Where Starcrossed really fell down was in the script. While the motifs of stars, space and cosmic forces worked quite well, there was a lack of sensible linkage between the non-naturalistic and the realistic elements of the piece. It seemed that there was simply too much content crammed into an hour-long piece. Had the writer given the actors a chance to really explore a few themes that he tackled in the piece, the play may have been more well-rounded and rich.
The second play of the night – The Premiere – simply left me feeling as though I had missed something. Set in a prison cell, The Premiere explores the destructive nature of technology, as well as its potential benefits. Hannah Gott and Gavin Williams were impressive as the young couple Livia and Seb. Jonathan Dyer performed well as Matt, a passionate activist against dictator Robert Fellows, well-acted by Bruce Kerr.
Like Starcrossed, the actors were the highlight of this piece, miserably let down by the play itself. Again, I felt there was simply too much involved in this one-act play; it would have benefited from substantial editing and perhaps extension into a full-length piece. This would have allowed the performers to really delve deeper into the issues it raised. The other problem was the multimedia elements of the play – while I could see what the director was intending, poor production values and poorer execution prevented me from understanding what was going on or why it needed to happen.

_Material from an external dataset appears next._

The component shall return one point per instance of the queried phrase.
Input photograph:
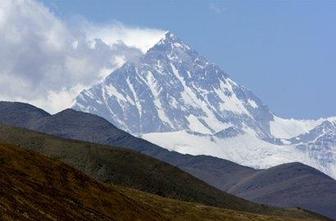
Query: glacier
(176, 98)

Both plays hold promise, however they need to be edited and re-worked to ensure that the very valid and interesting themes they deal with can be properly explored. I felt that, just as the actors were sold short of their true abilities as performers, the discussions that could have occurred as a result of these plays were quashed by the confusion they created. It’s nice to see new pieces that seek to challenge us and begin important discussions about our world and its meaning, however for me these plays need much more work before they are coherent enough to produce the discussion of which they are both capable.